In contrast, state-of-the-art Audio Search technology transforms audio recordings into a phonetic representation of the way in which words are pronounced so that investigators can search for dictionary terms, but also proper names, company names, or brands without the need to “re-ingest” the data. 

With Audio Search investigators can quickly identify relevant audio clips from multimedia files and from ubiquitous business tools such as fixed-line telephone, VOIP, mobile, and specialist platforms like Skype or MSN Live.  The intuitive software enables technical and non-technical users involved in legal disputes, forensics, law enforcement, and lawful data interception to search, review and analyze audio data with the same ease as more traditional forms of Electronically Stored Information (ESI).

A Prosperous Future for Text Analysis

 Even with some of the limitations and challenges profiled here, we already see the extensive application of data mining in two areas: e-discovery and compliance. Associated with these are the cognate areas of bankruptcy settlements, due-diligence processes and the handling of data rooms during a takeover or a merger.

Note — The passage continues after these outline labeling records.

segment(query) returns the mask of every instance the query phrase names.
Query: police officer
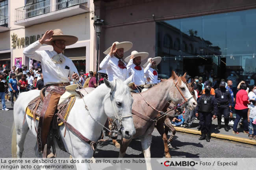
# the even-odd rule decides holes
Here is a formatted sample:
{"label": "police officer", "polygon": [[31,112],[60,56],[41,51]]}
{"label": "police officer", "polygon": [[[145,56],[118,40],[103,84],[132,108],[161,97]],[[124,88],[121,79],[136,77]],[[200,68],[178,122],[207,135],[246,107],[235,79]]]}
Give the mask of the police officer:
{"label": "police officer", "polygon": [[[218,112],[217,101],[214,96],[211,95],[211,87],[207,85],[205,87],[205,94],[201,95],[197,101],[197,106],[196,108],[196,116],[199,116],[199,124],[201,125],[202,136],[199,140],[206,139],[206,141],[210,142],[211,139],[211,118],[213,119],[216,117]],[[211,112],[213,111],[212,116]]]}
{"label": "police officer", "polygon": [[232,103],[232,98],[230,92],[225,87],[226,82],[224,81],[222,81],[219,84],[219,88],[215,90],[215,97],[217,100],[218,103],[218,113],[217,117],[218,118],[218,126],[217,129],[220,129],[221,128],[221,115],[224,115],[224,122],[225,122],[225,130],[228,131],[228,121],[230,115],[229,110],[231,110],[232,105],[231,104],[228,106],[230,103]]}

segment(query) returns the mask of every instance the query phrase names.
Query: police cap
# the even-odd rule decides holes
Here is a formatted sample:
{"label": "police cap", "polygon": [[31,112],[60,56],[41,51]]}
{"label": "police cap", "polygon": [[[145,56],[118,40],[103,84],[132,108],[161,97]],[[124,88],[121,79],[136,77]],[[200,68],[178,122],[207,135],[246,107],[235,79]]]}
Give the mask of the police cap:
{"label": "police cap", "polygon": [[221,82],[221,83],[219,84],[219,86],[222,87],[225,87],[226,86],[226,82],[224,81],[222,81]]}

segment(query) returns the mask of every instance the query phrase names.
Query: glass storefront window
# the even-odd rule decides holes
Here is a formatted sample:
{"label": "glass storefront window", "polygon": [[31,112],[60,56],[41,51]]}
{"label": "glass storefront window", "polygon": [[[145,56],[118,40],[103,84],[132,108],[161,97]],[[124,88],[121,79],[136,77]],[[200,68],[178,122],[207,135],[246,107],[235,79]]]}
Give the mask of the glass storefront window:
{"label": "glass storefront window", "polygon": [[252,9],[157,22],[160,72],[256,80],[256,18]]}

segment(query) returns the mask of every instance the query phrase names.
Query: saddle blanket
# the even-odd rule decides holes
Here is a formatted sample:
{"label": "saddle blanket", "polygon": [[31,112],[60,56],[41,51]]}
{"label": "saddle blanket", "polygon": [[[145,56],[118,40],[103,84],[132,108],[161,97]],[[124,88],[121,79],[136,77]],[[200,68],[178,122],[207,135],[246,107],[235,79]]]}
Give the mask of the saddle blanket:
{"label": "saddle blanket", "polygon": [[[70,110],[73,107],[75,101],[76,97],[72,97],[67,99],[61,103],[58,104],[57,107],[57,112],[61,115],[65,120],[67,120]],[[28,104],[26,108],[26,113],[32,118],[34,118],[34,117],[35,117],[35,119],[38,121],[43,106],[43,102],[41,100],[40,96],[38,96]],[[63,122],[60,120],[58,117],[57,119],[58,126],[61,126],[63,124]]]}

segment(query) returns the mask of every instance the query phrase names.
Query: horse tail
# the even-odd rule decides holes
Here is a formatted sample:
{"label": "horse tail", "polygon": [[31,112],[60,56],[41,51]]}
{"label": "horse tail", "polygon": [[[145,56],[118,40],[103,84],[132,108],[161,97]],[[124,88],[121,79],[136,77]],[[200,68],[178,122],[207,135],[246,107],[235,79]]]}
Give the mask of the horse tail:
{"label": "horse tail", "polygon": [[12,135],[11,138],[11,155],[13,157],[17,157],[17,133],[15,127],[15,124],[13,122],[11,128]]}

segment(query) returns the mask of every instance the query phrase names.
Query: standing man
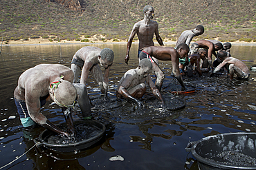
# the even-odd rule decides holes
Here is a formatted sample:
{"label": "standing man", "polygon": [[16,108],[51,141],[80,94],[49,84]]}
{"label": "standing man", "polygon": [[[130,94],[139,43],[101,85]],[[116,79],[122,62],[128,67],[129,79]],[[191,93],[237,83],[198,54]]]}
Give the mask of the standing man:
{"label": "standing man", "polygon": [[143,12],[144,19],[134,24],[128,39],[126,57],[125,59],[125,61],[127,64],[128,64],[129,59],[130,59],[129,53],[135,34],[137,34],[139,40],[138,58],[140,52],[144,48],[154,45],[153,41],[154,33],[156,35],[157,42],[158,42],[160,45],[163,45],[162,39],[160,37],[158,32],[158,24],[156,21],[152,20],[154,16],[153,7],[150,6],[145,6]]}
{"label": "standing man", "polygon": [[[77,82],[82,69],[80,83],[86,85],[91,72],[99,84],[102,94],[107,97],[110,67],[113,57],[113,52],[107,47],[103,50],[90,46],[80,48],[75,52],[71,62],[71,68],[75,74],[73,83]],[[105,70],[104,77],[99,64]]]}

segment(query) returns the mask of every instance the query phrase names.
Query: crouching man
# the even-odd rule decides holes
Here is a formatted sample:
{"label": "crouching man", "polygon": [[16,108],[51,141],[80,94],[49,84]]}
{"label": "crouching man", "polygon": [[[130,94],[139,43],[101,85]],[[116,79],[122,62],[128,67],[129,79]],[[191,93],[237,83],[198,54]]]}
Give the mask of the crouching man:
{"label": "crouching man", "polygon": [[152,72],[152,63],[147,59],[142,59],[137,68],[128,70],[122,77],[116,89],[116,97],[124,97],[141,107],[143,103],[138,98],[141,98],[146,92],[146,82],[152,90],[154,96],[158,99],[162,105],[165,105],[159,90],[150,77]]}
{"label": "crouching man", "polygon": [[241,61],[230,56],[228,53],[223,51],[218,52],[218,57],[222,61],[214,70],[211,76],[219,71],[226,64],[228,64],[230,74],[230,79],[234,78],[234,74],[236,74],[239,79],[248,79],[250,77],[249,69]]}
{"label": "crouching man", "polygon": [[[66,136],[73,134],[71,108],[75,99],[83,117],[91,115],[86,87],[82,84],[72,84],[73,79],[73,71],[60,64],[41,64],[22,73],[14,97],[23,127],[33,128],[39,124]],[[62,131],[40,113],[40,107],[49,100],[62,108],[70,131]]]}

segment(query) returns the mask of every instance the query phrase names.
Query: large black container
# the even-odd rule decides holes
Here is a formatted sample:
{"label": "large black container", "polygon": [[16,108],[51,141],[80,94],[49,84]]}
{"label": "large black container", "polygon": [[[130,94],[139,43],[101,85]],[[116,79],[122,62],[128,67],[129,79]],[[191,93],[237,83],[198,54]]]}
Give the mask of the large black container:
{"label": "large black container", "polygon": [[[81,123],[94,125],[100,129],[101,131],[97,136],[95,136],[91,138],[86,139],[75,143],[51,144],[47,142],[46,139],[49,136],[54,135],[55,134],[54,132],[50,130],[46,129],[39,135],[39,138],[34,140],[34,142],[37,143],[37,147],[40,150],[51,149],[55,151],[70,152],[77,150],[81,150],[91,147],[91,145],[96,143],[102,138],[104,133],[106,131],[105,126],[103,124],[97,121],[89,120],[80,120],[74,122],[75,125]],[[58,125],[58,127],[61,129],[63,129],[63,127],[65,127],[65,125],[66,123],[62,123]]]}
{"label": "large black container", "polygon": [[186,150],[191,151],[196,158],[201,170],[256,169],[255,166],[223,164],[214,158],[214,156],[222,151],[237,151],[256,158],[256,133],[238,132],[210,136],[197,142],[190,142]]}

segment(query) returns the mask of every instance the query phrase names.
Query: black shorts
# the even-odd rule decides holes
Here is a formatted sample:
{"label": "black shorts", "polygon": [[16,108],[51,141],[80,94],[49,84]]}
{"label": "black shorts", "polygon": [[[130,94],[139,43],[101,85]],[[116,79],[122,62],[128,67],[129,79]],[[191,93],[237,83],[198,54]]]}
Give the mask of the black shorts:
{"label": "black shorts", "polygon": [[152,59],[152,57],[149,54],[147,54],[147,52],[144,52],[144,51],[142,51],[140,53],[140,55],[139,55],[139,58],[140,58],[140,60],[141,61],[142,59],[148,59],[150,60],[151,63],[154,63],[154,59]]}
{"label": "black shorts", "polygon": [[80,67],[82,67],[84,66],[84,61],[83,61],[81,59],[76,59],[75,58],[73,58],[71,64],[75,64],[76,65],[78,65]]}

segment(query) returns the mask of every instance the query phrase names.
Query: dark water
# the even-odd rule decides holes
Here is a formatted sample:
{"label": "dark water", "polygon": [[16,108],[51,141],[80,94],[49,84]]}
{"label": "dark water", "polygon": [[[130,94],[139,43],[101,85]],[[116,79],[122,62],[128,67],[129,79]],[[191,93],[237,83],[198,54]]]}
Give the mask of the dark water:
{"label": "dark water", "polygon": [[[75,134],[71,138],[54,134],[44,138],[44,140],[50,144],[72,144],[93,138],[102,131],[102,129],[93,125],[80,123],[75,125],[74,127]],[[62,129],[65,131],[67,131],[67,128]]]}
{"label": "dark water", "polygon": [[[115,89],[124,73],[135,68],[138,45],[131,47],[129,65],[124,62],[125,44],[92,44],[100,48],[109,47],[115,53],[110,72],[109,96],[115,98]],[[171,45],[169,45],[170,46]],[[22,129],[13,100],[13,90],[19,75],[40,63],[62,63],[70,66],[73,54],[82,45],[26,45],[3,47],[0,55],[0,167],[12,161],[34,145],[44,128],[32,131]],[[250,65],[256,65],[256,47],[235,46],[232,56]],[[163,87],[178,85],[170,76],[170,61],[160,61],[165,73]],[[198,169],[196,160],[185,148],[189,141],[221,133],[255,132],[255,72],[248,81],[230,83],[226,76],[213,78],[184,78],[186,85],[196,87],[196,92],[179,95],[185,100],[185,108],[168,111],[147,108],[137,109],[131,103],[111,110],[93,110],[95,119],[107,126],[105,136],[92,147],[74,153],[41,153],[35,147],[3,169]],[[153,79],[155,78],[153,76]],[[100,90],[90,76],[87,84],[91,96],[98,96]],[[163,94],[168,92],[163,89]],[[147,103],[147,102],[146,102]],[[125,107],[127,106],[127,107]],[[64,122],[61,109],[46,103],[42,112],[55,124]],[[80,119],[79,111],[73,113]],[[118,155],[122,160],[110,161]],[[121,157],[120,157],[121,156]]]}

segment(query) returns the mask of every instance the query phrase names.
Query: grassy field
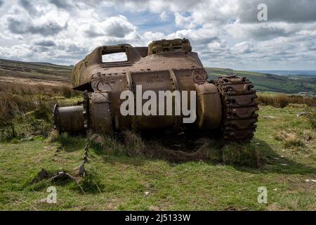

The final application in this context will unfold as major legislative changes and stricter control systems will undoubtedly take place in the short term: companies will have to carry out regular (real time) internal preventative investigations, deeper audits and risk analyses. Text analysis technology will become an essential tool to help process and analyze the enormous amount of information in a timely fashion.

Although changes in the legal and financial world are typically evolutions rather than revolutions, a significant role for text analysis in e-discovery and e-disclosure certainly exists. Data collections are just getting too large to be reviewed sequentially, and collections need to be pre-organized and pre-analyzed. With text analysis, reviews can be implemented more efficiently and deadlines can be made easier. The challenge will be to convince courts and auditors of the correctness of these new tools.

Examples of applications are automatic redaction, machine assisted document review, data monitoring, legacy information clean-up, enterprise information archiving and other future legal, governance and investigative power application.